SocioCortex Visualizer SocioCortex


SocioCortex Visualizer

A configurable model-based data dashboard solution which fosters transparency of the information flows from the enterprise data sources to the numerous stakeholder-specific dashboards in the organization.

The SocioCortex Visualizer as part of the umbrella project Spreadsheet 2.0 is a web-based tool access the data in SocioCortex and visualizing it in dashboards. In this context, a dashboard describes one web-based view consisting of one of more visualizations of potentially different types.

Customizable and Analyzable Dashboards

Motivated by the spreadsheet paradigm, which is the customizability of data analyses and visualizations by end-user, the dashboard can be easily configured at runtime. This means, that users can rearrange, add or remove visualizations to the dashboard.
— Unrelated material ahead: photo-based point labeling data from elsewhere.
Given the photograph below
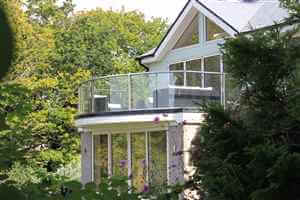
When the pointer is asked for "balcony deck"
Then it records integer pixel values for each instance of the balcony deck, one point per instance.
(152, 90)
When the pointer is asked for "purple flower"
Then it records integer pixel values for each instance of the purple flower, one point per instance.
(146, 188)
(143, 163)
(156, 120)
(123, 163)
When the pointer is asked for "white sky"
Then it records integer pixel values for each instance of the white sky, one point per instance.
(157, 8)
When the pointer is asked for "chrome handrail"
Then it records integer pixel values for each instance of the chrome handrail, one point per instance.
(154, 72)
(134, 90)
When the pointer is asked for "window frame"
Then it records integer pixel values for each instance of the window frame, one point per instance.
(129, 154)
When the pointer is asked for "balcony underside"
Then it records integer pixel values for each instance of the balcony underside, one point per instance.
(137, 120)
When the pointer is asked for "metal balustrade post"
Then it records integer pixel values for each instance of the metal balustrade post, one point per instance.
(92, 96)
(79, 107)
(156, 92)
(129, 92)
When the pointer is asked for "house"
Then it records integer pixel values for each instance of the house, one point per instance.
(141, 125)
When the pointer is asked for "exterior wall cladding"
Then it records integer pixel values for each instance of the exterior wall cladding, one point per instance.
(179, 139)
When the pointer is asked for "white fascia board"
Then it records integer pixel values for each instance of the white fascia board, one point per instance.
(145, 118)
(173, 35)
(91, 121)
(216, 20)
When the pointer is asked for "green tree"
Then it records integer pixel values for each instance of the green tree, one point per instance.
(107, 42)
(55, 50)
(251, 150)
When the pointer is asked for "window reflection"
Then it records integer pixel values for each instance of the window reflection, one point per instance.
(138, 153)
(194, 79)
(158, 158)
(177, 78)
(119, 155)
(100, 158)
Furthermore, each visualization can be configured separately, i.e., users can adjust each visualization’s data bindings and visual properties.

Customizing and Configuring a Dashboard and its Visualizations

In the SocioCortex Visualizer, the data binding is defined by using SocioCortex’s model-based expression language (MxL). By MxL, users can access and query the data model as defined in SocioCortex, transform its data, and adjust it in accordance to the interfaces as specified by the respective visualization type. Since MxL is statically type-safe, an analysis of the expressions and validation of their static semantics can already ensure consistency with respect to the underlying data model.
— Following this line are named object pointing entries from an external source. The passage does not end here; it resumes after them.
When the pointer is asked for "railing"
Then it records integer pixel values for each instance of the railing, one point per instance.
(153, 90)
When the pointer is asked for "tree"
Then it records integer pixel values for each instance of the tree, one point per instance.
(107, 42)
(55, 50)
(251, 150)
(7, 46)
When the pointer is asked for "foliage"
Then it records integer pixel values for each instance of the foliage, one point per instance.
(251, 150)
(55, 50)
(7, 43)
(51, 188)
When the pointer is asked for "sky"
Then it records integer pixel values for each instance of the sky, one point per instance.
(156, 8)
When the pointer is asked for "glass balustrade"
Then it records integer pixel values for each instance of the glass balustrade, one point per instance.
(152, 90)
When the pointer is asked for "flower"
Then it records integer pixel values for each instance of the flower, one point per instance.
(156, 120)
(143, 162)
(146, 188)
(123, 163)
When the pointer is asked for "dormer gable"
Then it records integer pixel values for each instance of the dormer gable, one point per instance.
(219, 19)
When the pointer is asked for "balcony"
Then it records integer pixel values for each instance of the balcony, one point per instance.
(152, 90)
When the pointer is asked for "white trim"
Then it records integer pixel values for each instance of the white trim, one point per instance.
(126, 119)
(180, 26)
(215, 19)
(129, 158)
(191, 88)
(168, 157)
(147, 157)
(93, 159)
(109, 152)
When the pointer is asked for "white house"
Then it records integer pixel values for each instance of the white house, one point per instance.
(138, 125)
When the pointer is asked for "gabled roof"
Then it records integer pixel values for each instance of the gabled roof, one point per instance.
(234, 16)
For example, a Pie Chart has two data bindings: A list of names defining the labels of the pie’s pieces, and a list of numbers defining their size. The MxL’s static type safety enables the SocioCortex Visualizer to check an expression entered by an end-user with respect to its conformity with the visualization’s interface, i.e., if the expression returns a list of strings or numbers respectively. In this sense, the user is supported configuring the visualizations in a consistent and safe way.

Based on the data bindings of visualizations as well as other data transformations defined by MxL, SocioCortex can automatically generate a data flow graph. The SocioCortex Visualizer provides this graph to the user, including futher meta data for each of the graph’s nodes, e.g., owners of visualizatons and dashboards, editors of transformations.

Making the Information Flow Transparent

This data flow graph enables the implementation of multiple use cases, e.g., impact analysis (which visualizations are affected when changing a certain data field), documentation of the information flow to address compliance demands, or stakeholder identification.